Sixtus IV reacted strongly to the death of Salviati: with a bull of 1 June 1478 he excommunicated Lorenzo, his supporters and all members of the current and preceding administration of the city. On 20 June he placed Florence under interdict, forbidding Mass and communion. By July troops of the Kingdom of Naples under the command of Alfonso of Aragon, and others from Urbino under Federico da Montefeltro, had begun to make attacks on Florentine territory. Lorenzo took an unorthodox course of action: he sailed to Naples and put himself in the hands of the king, Ferdinand I, who interceded on his behalf with the pope, though without success.

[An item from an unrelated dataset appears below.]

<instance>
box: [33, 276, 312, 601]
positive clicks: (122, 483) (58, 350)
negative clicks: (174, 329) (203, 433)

The events of the Pazzi conspiracy affected the developments of the Medici regime in two ways: they convinced the supporters of the Medici that a greater concentration of political power was desirable and they strengthened the hand of Lorenzo de' Medici, who had demonstrated his ability in conducting the foreign affairs of the city. Emboldened, the Medicean party carried out new reforms.

Shortly after the attack, Poliziano – who was in the Duomo when it took place – wrote his Pactianae coniurationis commentarium, a dramatic account of the conspiracy. It was published by Niccolò di Lorenzo della Magna; a revised edition appeared in 1480.